Patrick looked at her. She gripped the handlebars and twisted her hands on them over and over again. “I have to go.”

“What, are you not feeling well?”

“No, I just don't want to cry.” Her voice cracked on the word “cry,” so she chewed her gum a lot to cover for it.

“That's OK, we'll see you over the summer at the pool and places.”

She nodded her head, as if that were true, and pulled her ball cap brim down tight on her head. Then she decided to tell him the truth. “I have to go away.”

“Go away?”

“Yeah.”

“Why?”

“I got accepted to a private school.” So, not the whole truth, but still as much as her parents said she could tell.

“I thought you were going to Holy Footsteps.”

“No, this is even better. It's run by nuns, but it's in the country where it's quiet and you can go on long walks and have time to think about everything.”

Patrick scrunched up his face. “What the hell are talking about? Think about what?”

She looked around at the dumpster and the empty playground and the gleaming statue of Mary. “Oh, I don't know. Just think about, you know, the things of the Lord.”

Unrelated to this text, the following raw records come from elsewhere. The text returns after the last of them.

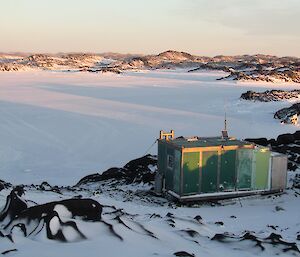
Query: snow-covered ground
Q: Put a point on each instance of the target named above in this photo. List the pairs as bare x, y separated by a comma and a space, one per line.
59, 127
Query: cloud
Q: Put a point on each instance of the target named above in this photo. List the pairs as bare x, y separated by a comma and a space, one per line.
255, 17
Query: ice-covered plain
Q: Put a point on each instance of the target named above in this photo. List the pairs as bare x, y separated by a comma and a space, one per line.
58, 127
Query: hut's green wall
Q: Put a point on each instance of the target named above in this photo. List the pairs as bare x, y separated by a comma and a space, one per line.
262, 158
244, 168
228, 171
170, 171
209, 176
177, 171
191, 172
161, 159
209, 171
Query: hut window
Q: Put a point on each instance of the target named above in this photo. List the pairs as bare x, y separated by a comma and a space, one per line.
170, 162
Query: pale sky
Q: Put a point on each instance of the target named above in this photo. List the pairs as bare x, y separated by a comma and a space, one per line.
202, 27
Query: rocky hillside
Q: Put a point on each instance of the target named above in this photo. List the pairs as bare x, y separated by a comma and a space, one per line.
243, 67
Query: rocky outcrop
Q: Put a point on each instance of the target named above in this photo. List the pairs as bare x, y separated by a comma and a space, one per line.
244, 67
271, 95
288, 112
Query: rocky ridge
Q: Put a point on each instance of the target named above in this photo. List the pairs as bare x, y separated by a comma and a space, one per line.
265, 68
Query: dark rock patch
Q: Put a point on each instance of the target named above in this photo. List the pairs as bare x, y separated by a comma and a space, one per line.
184, 254
135, 171
9, 251
271, 95
273, 239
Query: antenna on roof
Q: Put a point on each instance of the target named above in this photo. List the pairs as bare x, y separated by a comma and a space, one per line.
225, 132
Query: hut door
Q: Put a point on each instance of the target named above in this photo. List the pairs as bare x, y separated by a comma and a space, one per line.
209, 172
191, 172
227, 172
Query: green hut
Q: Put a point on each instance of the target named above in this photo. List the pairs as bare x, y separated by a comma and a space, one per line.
216, 167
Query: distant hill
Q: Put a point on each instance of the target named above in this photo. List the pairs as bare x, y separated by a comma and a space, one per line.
257, 67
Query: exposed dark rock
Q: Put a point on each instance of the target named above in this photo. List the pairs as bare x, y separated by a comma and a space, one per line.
220, 223
296, 182
259, 141
273, 239
17, 213
135, 171
184, 254
9, 251
271, 95
285, 139
288, 112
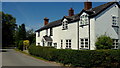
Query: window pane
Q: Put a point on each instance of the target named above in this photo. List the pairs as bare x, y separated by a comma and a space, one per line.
69, 40
66, 40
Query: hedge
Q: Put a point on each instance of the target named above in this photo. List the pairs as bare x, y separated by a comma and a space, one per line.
78, 58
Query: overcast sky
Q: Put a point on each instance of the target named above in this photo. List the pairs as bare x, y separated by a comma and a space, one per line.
33, 13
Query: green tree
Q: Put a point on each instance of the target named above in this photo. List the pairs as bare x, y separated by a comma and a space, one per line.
20, 36
104, 42
30, 36
8, 29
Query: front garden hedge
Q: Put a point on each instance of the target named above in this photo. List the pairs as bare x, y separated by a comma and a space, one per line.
78, 58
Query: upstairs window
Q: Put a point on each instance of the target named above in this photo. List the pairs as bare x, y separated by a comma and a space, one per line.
115, 43
84, 19
84, 43
68, 44
64, 25
51, 32
114, 21
61, 44
38, 34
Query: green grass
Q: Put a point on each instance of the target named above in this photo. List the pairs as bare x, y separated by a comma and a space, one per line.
31, 55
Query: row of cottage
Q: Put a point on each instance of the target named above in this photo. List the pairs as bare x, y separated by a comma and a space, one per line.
80, 31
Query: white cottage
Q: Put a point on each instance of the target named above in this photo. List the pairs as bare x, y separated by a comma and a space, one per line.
81, 30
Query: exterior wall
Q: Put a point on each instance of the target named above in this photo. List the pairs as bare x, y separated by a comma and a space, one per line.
103, 23
100, 25
39, 39
70, 33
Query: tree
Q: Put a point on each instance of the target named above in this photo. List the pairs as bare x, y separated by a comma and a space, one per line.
8, 29
20, 36
104, 42
30, 36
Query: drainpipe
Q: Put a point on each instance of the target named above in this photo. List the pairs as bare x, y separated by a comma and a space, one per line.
78, 34
89, 32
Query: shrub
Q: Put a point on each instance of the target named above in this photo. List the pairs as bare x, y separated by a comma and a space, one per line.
20, 45
78, 58
104, 42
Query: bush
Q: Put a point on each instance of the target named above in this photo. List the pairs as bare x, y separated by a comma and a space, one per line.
20, 45
78, 58
104, 42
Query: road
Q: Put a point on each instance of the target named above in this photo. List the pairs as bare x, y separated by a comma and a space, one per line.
11, 57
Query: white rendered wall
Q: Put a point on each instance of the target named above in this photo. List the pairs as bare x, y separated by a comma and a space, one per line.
103, 23
70, 33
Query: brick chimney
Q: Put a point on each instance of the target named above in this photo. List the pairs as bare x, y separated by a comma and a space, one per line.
46, 20
71, 12
87, 5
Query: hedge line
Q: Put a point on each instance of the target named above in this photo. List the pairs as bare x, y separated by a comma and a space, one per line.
82, 58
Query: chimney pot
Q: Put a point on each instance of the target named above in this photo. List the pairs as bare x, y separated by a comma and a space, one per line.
71, 12
87, 5
46, 20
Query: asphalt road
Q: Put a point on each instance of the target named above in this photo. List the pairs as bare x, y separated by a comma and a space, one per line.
11, 57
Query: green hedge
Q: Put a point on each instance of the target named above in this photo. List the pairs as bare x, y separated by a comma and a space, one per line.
82, 58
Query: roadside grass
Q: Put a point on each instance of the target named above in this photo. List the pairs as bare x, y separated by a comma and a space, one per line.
36, 57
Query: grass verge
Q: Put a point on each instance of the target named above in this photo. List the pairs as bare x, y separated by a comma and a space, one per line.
35, 56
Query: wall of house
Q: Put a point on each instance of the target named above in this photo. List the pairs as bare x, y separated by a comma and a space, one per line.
70, 33
39, 39
103, 22
119, 25
83, 33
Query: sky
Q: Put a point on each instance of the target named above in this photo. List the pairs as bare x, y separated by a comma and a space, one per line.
33, 13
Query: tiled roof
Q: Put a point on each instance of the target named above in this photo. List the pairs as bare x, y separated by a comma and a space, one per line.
92, 12
47, 38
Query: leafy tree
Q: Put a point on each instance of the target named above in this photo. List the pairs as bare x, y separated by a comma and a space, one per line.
104, 42
30, 36
8, 29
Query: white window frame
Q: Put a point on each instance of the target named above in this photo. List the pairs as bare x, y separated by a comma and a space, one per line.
84, 19
38, 34
114, 20
83, 44
68, 43
61, 42
115, 43
51, 31
64, 25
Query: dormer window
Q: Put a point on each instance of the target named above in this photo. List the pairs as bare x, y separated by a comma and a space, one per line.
114, 20
64, 25
84, 19
51, 32
38, 34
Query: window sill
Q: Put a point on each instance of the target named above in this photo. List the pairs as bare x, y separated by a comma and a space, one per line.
115, 26
65, 29
84, 25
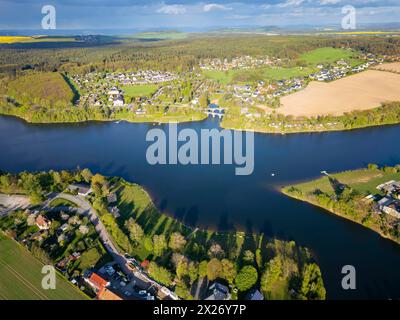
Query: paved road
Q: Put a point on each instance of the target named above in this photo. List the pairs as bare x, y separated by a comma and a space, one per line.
13, 202
85, 208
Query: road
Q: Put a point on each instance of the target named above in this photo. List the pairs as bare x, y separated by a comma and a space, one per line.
85, 208
14, 202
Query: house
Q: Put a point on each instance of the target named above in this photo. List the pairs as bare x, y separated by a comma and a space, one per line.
113, 91
82, 189
254, 295
43, 223
218, 291
119, 101
106, 294
392, 210
384, 202
114, 211
97, 282
111, 198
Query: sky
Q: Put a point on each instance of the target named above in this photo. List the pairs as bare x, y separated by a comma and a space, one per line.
181, 14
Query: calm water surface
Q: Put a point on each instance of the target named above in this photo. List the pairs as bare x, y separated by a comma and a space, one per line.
212, 196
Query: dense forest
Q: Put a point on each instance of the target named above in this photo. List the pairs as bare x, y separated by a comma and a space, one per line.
178, 55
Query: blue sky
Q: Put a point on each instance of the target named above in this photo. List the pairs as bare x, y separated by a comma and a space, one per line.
131, 14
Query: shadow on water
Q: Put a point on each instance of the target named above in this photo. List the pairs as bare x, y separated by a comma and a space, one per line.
212, 196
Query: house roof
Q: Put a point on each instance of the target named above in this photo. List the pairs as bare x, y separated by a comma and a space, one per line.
106, 294
254, 295
42, 221
218, 292
98, 281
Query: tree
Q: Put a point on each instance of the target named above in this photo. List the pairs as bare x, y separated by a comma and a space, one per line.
182, 269
373, 166
31, 220
248, 256
148, 244
203, 269
177, 242
246, 278
214, 269
5, 182
312, 287
99, 185
87, 175
216, 251
160, 274
273, 273
136, 232
228, 270
204, 101
159, 245
193, 271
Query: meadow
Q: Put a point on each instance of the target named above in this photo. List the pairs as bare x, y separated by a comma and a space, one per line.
47, 89
140, 90
20, 277
362, 181
160, 35
326, 55
25, 39
363, 91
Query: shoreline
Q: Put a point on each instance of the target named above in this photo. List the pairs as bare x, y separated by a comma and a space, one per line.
200, 119
350, 208
342, 216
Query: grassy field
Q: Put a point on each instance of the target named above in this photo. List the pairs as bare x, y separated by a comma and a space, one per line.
363, 91
59, 202
286, 73
363, 181
221, 76
326, 55
140, 90
160, 35
20, 277
24, 39
45, 89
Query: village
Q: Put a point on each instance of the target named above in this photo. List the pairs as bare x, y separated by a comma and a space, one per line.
390, 203
237, 63
68, 220
110, 91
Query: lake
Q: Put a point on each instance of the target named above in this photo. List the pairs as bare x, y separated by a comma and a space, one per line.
212, 196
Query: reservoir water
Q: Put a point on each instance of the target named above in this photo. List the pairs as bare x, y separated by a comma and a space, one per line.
212, 196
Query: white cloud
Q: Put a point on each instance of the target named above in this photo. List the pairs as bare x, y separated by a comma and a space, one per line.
173, 9
325, 2
214, 6
290, 3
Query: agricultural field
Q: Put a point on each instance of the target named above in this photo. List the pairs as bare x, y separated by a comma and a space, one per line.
391, 67
59, 202
277, 74
363, 181
326, 56
140, 90
363, 91
24, 39
20, 277
45, 89
160, 35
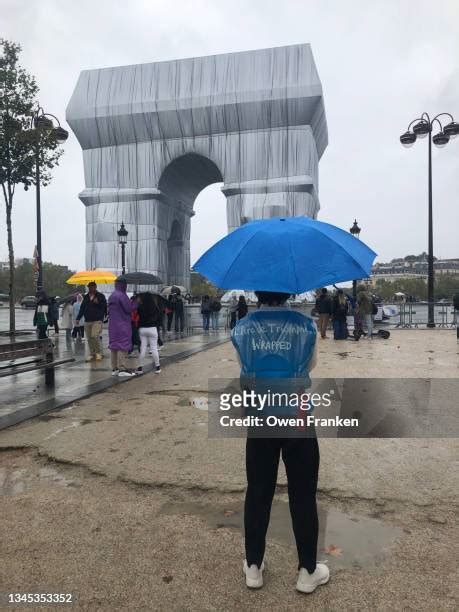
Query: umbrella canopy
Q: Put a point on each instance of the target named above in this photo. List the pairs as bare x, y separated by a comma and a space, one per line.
159, 300
173, 289
289, 255
68, 298
140, 278
101, 277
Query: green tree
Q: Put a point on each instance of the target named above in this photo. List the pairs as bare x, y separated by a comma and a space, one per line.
20, 146
56, 276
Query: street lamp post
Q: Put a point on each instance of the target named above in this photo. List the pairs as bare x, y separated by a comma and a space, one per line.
355, 231
43, 122
424, 126
122, 239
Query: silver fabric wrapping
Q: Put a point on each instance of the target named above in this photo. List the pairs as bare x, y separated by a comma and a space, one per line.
154, 135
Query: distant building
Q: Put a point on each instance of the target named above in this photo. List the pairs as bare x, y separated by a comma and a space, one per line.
399, 269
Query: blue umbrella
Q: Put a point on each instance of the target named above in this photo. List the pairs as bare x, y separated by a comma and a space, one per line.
289, 255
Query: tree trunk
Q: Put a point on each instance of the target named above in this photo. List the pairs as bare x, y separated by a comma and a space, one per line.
9, 206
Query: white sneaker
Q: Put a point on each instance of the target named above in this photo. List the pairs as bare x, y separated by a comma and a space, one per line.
253, 575
307, 583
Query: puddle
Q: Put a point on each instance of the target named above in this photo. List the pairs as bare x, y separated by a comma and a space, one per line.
17, 481
201, 403
347, 541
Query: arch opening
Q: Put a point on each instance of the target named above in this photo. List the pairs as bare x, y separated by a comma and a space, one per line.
183, 179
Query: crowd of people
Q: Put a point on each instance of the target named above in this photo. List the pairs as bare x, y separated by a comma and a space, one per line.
137, 322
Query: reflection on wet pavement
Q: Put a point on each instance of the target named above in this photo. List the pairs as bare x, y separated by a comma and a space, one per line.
345, 540
21, 480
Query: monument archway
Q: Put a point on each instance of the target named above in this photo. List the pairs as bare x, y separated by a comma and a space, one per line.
154, 135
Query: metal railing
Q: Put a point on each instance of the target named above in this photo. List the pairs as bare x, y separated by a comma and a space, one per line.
414, 315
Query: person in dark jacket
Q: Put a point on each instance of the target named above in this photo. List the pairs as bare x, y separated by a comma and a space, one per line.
179, 311
324, 310
149, 322
215, 307
94, 310
41, 318
54, 314
205, 311
169, 310
242, 308
339, 316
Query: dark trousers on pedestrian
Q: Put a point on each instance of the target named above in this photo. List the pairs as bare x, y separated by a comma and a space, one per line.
323, 324
42, 331
301, 459
339, 329
179, 321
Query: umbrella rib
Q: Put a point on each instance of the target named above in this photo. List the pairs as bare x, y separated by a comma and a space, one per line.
293, 264
347, 252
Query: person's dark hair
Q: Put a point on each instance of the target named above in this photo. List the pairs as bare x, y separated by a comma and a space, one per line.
42, 299
272, 298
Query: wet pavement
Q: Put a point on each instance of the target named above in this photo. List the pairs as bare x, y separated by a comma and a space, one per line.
25, 395
123, 500
345, 540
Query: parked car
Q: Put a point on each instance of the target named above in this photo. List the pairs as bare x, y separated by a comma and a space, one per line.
29, 301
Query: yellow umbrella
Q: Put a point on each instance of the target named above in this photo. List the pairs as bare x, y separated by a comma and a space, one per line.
101, 277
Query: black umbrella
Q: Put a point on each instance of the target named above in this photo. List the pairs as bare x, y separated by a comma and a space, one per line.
140, 278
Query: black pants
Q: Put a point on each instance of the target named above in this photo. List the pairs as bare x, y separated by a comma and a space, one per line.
301, 459
42, 331
179, 320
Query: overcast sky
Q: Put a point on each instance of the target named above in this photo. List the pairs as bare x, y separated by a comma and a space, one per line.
381, 63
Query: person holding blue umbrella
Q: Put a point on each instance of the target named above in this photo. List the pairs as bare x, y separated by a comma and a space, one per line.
277, 258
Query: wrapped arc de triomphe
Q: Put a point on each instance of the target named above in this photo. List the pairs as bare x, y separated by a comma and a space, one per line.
154, 135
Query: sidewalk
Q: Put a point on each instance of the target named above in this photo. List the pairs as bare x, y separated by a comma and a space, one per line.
124, 501
25, 395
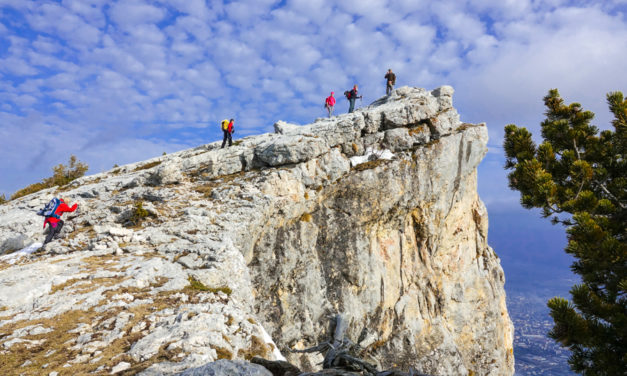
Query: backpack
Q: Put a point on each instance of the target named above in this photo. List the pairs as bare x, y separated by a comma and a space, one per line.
50, 209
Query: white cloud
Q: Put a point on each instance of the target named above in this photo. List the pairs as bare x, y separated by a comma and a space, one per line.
132, 77
130, 13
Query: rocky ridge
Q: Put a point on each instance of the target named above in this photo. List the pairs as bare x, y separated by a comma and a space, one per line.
211, 253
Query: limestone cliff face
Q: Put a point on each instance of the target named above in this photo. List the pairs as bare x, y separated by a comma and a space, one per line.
373, 214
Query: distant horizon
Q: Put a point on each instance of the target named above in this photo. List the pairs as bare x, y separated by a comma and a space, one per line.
115, 82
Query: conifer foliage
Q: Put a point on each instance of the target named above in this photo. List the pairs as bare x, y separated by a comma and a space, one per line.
578, 177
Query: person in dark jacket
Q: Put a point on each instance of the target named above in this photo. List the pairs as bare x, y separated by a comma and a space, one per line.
56, 224
227, 128
352, 97
391, 81
329, 103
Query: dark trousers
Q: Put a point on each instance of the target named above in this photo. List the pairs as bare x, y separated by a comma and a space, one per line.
54, 232
227, 136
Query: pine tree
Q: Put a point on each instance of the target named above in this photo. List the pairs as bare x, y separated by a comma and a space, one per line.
578, 177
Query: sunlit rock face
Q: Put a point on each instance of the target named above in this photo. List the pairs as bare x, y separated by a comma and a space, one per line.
250, 250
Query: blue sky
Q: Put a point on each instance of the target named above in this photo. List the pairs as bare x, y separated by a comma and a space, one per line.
115, 82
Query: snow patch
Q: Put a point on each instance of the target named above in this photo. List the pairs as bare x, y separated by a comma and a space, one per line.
13, 257
267, 339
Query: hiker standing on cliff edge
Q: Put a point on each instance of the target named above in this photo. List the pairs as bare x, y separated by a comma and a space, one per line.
329, 103
53, 212
391, 81
352, 97
227, 128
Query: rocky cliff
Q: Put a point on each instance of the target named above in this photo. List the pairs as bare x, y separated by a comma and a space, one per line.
213, 253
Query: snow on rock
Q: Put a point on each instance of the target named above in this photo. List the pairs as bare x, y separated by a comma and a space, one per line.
247, 251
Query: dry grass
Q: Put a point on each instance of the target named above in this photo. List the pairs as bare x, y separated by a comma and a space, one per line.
196, 285
61, 325
419, 129
204, 190
258, 348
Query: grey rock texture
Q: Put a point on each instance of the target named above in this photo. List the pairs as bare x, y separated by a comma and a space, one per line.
227, 368
248, 251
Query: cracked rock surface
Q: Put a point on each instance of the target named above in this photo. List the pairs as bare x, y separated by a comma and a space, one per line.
209, 253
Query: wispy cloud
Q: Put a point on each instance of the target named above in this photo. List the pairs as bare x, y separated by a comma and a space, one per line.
118, 81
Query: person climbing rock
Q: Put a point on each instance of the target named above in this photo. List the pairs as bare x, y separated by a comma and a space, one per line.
227, 128
329, 103
52, 213
391, 81
351, 96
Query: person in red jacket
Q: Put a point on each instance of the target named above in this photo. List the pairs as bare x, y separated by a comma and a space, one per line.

“Holy shit, Mimi, you aren't thinking about becoming—”

“A nun? No, no,” she said whipping off her baseball cap and putting it back on tighter, “But this is just like a finishing school where they help you to get to know God better.”

“Bullshit, Mimi, are you kidding me?” Patrick started laughing. “I thought you were serious for a minute.” He kept on laughing, but noticed she wasn't laughing, so he stopped. “You're serious?”